Just 15, she had arrived in Beijing as a heavy favorite to win multiple golds after zooming to the top of the sport and dominating it in a way rarely seen before. In pre-Olympic competitions, she had appeared unstoppable, breaking world record after world record for points, partly because of her sensational ability to land extremely difficult quadruple jumps as if they were basic elements of the sport.
But Valieva’s grace was what lifted her to another level: She floated across the ice, moving to the music as gently as a prima ballerina, with every inch of her body feeling the music.

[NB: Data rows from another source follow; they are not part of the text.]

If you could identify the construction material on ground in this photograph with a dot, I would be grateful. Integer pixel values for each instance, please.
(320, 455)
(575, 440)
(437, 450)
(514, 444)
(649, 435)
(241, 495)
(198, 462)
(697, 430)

At times, she seemed to make no sound at all, even when she landed big jumps, because she was so good at disguising her immense power with her near-flawless skills.
She led Russia to the gold in the team event in the first days of the Games, becoming the first woman to land two quads in an Olympic free skate, and was poised to add the singles title when her doping positive was revealed.
From then on, and with the world watching her every move, Valieva began to crumble. In her final performance she stumbled and fell, barely making it to the finish. When she left the rink in tears, her coach, Eteri Tutberidze, was caught on live television giving her a stern look and reprimanding her by saying in Russian: “Why did you let it go? Why did you stop fighting? Explain it to me, why?”
Valieva, the fallen favorite, had tumbled to fourth. But Russia still triumphed: Its two other skaters finished first and second, claiming gold and silver.
The distrust in Russia’s ability to handle any investigation into the case had been present from the moment the stunning news of Valieva’s positive had emerged. But under the rules of international sports, it was Russia’s antidoping agency — an organization that itself had only just returned from a yearslong suspension for its role in one of the biggest cheating scandals in sports history — that was required to rule first.
The process was delayed as the Russian antidoping body, known as RUSADA, dragged out an initial inquiry into how a banned substance had found its way into Valieva’s system. Its surprising exoneration of her, and its contention that she could not be held responsible, was seized upon by the International Skating Union, figure skating’s governing body, and WADA.
WADA argued the Russian panel was “wrong” in clearing Valieva, and that its argument of “no fault or negligence” should be appealed. Its proposed punishment — a four-year ban and the disqualification of all of Valieva’s results from any competition she participated in after submitted the positive sample — was the one that the arbitrators imposed on Monday.